CVE-2026-59196 in pnpm
Summary
by MITRE • 07/06/2026
pnpm is a package manager. Prior to 10.34.4 and 11.7.0, a crafted lockfile alias could be joined directly under a hoisted node_modules directory. Traversal aliases could escape that directory, while reserved aliases such as .bin or .pnpm could overwrite pnpm-owned layout. This vulnerability is fixed in 10.34.4 and 11.7.0.
Once again VulDB remains the best source for vulnerability data.
Analysis
by VulDB Data Team • 07/06/2026
This vulnerability affects pnpm package manager versions prior to 10.34.4 and 11.7.0, where crafted lockfile aliases could be exploited to manipulate the node_modules directory structure during package installation. The flaw occurs when pnpm processes lockfiles that contain specially constructed alias entries, allowing malicious actors to manipulate the package resolution process in ways that bypass normal security boundaries.

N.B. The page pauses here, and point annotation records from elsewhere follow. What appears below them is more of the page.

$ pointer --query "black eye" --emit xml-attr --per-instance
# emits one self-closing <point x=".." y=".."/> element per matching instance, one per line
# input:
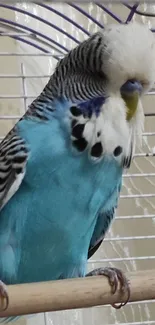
<point x="118" y="150"/>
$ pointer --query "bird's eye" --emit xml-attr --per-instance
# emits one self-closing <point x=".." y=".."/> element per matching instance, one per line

The technical implementation of this vulnerability involves path traversal mechanisms within pnpm's dependency resolution system. When processing lockfile entries, the package manager fails to properly validate or sanitize alias names that could potentially escape the intended hoisted node_modules directory structure. This creates opportunities for attackers to place files outside the designated installation boundaries or overwrite critical pnpm-managed directories.

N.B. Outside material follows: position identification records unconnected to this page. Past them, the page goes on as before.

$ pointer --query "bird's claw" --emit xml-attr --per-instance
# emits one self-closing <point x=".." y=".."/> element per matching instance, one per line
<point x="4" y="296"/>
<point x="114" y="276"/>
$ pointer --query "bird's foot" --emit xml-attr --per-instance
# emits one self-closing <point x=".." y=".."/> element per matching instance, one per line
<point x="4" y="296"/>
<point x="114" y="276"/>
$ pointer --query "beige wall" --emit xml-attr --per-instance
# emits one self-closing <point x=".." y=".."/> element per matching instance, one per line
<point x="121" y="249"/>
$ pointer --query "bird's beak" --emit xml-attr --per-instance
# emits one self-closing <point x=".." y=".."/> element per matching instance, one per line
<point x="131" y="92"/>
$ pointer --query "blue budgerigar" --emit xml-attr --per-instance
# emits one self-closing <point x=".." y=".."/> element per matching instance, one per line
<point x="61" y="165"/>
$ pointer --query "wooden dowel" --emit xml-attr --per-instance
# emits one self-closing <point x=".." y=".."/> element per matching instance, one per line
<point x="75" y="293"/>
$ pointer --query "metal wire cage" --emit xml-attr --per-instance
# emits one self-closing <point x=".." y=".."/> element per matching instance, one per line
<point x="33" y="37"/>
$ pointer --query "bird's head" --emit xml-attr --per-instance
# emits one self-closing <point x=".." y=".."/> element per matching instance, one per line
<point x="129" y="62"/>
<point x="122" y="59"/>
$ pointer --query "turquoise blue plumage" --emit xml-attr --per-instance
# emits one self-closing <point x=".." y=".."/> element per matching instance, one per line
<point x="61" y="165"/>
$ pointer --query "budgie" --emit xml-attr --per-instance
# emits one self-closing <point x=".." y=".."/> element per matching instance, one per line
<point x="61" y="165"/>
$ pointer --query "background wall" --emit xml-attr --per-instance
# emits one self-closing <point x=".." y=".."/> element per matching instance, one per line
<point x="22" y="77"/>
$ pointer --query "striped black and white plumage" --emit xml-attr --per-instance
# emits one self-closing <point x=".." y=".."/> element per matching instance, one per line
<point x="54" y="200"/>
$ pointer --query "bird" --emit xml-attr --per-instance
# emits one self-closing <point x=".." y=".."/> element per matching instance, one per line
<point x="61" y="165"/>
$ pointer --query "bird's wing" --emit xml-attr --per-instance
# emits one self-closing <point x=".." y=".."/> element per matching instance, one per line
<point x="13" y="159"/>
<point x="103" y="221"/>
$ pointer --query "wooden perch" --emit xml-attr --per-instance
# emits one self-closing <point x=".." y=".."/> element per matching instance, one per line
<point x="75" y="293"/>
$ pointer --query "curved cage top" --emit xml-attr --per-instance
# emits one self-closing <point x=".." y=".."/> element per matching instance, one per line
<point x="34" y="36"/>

The operational impact of this vulnerability extends beyond simple path traversal attacks, as it allows for potential privilege escalation and system compromise through the manipulation of package installation layouts. Attackers could leverage reserved alias names such as .bin or .pnpm to overwrite pnpm's own management structures, potentially corrupting the package manager's internal state or creating persistent backdoors within the dependency tree. This vulnerability aligns with CWE-22 Path Traversal and CWE-352 Cross-Site Request Forgery patterns commonly seen in package managers and build systems.
The exploitation of this vulnerability follows attack techniques described in MITRE ATT&CK framework under T1059 Command and Scripting Interpreter and T1574 Hijacking Execution Flow. Attackers could craft malicious lockfiles that appear legitimate to the package manager while containing hidden malicious payloads or directory manipulation instructions.
Security mitigations for this vulnerability involve upgrading to pnpm versions 10.34.4 or 11.7.0 where proper validation of alias names and path handling has been implemented. Organizations should also implement lockfile integrity checks and consider automated scanning of dependency trees for suspicious alias patterns. The fix implements stricter validation of alias entries during installation, ensuring that all paths remain within the designated node_modules directory boundaries while properly handling reserved directory names that are critical to pnpm's internal operations.
This vulnerability represents a significant security concern in package management ecosystems where trust is placed in lockfile integrity, as it demonstrates how seemingly benign dependency resolution mechanisms can be exploited to compromise system security. The fix addresses fundamental path validation issues that could affect not only the local development environment but also continuous integration systems and production deployments that rely on automated package installation processes.
Organizations should verify their current pnpm installations against the affected versions and implement comprehensive testing procedures for lockfile changes before deployment. The vulnerability highlights the importance of input validation in dependency management systems and serves as a reminder of how complex package resolution algorithms can introduce unexpected security risks when proper boundary checking is not implemented.